Probleme bereitet dem jungen Euroland vor allem die angeschlagenen Bankenbranche. Erst kürzlich hatte die slowenische Regierung den Finanzbedarf zur Sanierung des Finanzsektors auf knapp 4,8 Milliarden Euro beziffert. Dies habe der von der EU verlangte Stresstest für die acht größten Geldhäuser Sloweniens ergeben, teilte Zentralbankgouverneur Bostjan Jazbec mit. Damit ist für die Regierung in Ljubljana klar: Ein Hilfsprogramm von außen ist nicht erforderlich, Slowenien will seine Probleme aus eigener Kraft bewältigen.

Kein Kandidat für den Rettungsschirm

In Brüssel trifft diese Einschätzung auf Zustimmung: Slowenien habe ihm versichert, es könne seine Bankenprobleme selbst und ohne ausländische Hilfen lösen, sagte Eurogruppenchef Jeroen Dijsselbloem. Die drei größten Banken - NLB, NKBM und Abanka Vipa - werden vom Staat rund drei Milliarden Euro frisches Kapital erhalten, wie Sloweniens Finanzminister Uros Cufer sagte. Die anderen fünf Institute sollten bis zum Jahresende rekapitalisiert werden. Faule Kredite sollen zu einer neu gegründeten "Bad Bank" verschoben werden, sobald die EU-Kommission ihre Zustimmung gegeben habe. Alle Spekulationen über eventuelle ausländische Hilfen seien haltlos, betonten Jazbec und Cufer übereinstimmend.

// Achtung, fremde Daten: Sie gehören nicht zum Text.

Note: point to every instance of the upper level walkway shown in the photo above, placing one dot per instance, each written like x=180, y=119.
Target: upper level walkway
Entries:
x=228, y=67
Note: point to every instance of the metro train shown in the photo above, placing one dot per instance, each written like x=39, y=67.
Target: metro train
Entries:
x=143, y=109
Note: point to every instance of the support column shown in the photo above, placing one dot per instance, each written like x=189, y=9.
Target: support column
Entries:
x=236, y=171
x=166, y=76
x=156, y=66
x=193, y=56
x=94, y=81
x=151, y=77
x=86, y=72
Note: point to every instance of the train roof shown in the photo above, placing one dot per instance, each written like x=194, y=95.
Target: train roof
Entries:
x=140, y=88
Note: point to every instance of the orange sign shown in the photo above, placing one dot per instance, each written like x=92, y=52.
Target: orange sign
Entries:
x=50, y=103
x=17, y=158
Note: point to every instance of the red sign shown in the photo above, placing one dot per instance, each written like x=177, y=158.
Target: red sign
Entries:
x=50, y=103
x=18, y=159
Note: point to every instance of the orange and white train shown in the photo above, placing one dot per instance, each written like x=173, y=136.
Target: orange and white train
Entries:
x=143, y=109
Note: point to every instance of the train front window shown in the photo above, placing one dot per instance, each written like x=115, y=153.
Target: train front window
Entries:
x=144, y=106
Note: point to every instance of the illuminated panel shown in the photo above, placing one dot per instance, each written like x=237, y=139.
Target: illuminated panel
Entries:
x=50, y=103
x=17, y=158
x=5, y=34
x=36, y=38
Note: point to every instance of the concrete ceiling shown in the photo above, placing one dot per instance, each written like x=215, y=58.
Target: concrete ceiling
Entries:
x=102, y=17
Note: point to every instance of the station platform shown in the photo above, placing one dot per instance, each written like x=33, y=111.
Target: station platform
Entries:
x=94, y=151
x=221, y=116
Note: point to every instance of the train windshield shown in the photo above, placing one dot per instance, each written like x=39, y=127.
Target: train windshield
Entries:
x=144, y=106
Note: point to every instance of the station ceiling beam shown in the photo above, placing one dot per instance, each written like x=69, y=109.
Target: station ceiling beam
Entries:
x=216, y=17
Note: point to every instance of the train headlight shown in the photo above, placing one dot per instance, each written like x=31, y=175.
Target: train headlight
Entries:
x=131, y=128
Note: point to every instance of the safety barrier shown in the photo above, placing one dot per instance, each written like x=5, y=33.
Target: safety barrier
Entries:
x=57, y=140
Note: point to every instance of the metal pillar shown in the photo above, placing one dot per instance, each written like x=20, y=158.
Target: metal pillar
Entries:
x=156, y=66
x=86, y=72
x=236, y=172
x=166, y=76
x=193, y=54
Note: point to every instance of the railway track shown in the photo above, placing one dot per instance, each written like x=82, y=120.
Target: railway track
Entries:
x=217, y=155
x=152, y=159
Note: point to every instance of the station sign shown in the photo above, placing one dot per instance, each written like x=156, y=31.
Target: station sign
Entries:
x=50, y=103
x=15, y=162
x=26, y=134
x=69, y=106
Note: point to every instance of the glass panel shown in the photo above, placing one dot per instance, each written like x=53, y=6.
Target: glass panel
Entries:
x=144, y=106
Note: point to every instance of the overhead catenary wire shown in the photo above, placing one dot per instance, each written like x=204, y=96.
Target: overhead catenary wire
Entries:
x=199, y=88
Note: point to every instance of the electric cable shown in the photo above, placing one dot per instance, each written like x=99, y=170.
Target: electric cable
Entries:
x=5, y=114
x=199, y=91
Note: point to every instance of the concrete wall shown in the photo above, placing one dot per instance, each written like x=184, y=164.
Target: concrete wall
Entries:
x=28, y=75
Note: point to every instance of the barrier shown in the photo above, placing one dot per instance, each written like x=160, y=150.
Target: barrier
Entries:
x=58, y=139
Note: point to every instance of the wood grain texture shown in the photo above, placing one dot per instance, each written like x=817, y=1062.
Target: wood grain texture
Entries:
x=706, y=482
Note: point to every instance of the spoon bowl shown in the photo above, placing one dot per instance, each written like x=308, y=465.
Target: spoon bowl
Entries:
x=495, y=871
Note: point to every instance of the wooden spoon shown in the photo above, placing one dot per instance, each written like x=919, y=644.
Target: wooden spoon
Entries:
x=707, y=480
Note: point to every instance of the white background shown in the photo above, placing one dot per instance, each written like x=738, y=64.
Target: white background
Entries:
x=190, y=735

Seit Monaten gab es immer wieder Gerüchte, das kleine Slowenien müsse als weiteres Land unter den Eurorettungsschirm schlüpfen. Die Regierung unter Alenka Bratusek hatte dagegen stets versichert, die schwere Finanz- und Wirtschaftskrise des Landes in eigener Regie lösen zu wollen. Mit diesem Ziel hatte ihre Regierung im letzten Monat eine neue Immobiliensteuer eingeführt und Reformen auf dem Arbeitsmarkt eingeleitet. "Ich bin überzeugt, dass die Rekapitalisierung des Bankensektors (...) die Grundlage für die wirtschaftliche Erholung schaffen wird", lobte Dijsselbloem die Bemühungen Ljubljanas.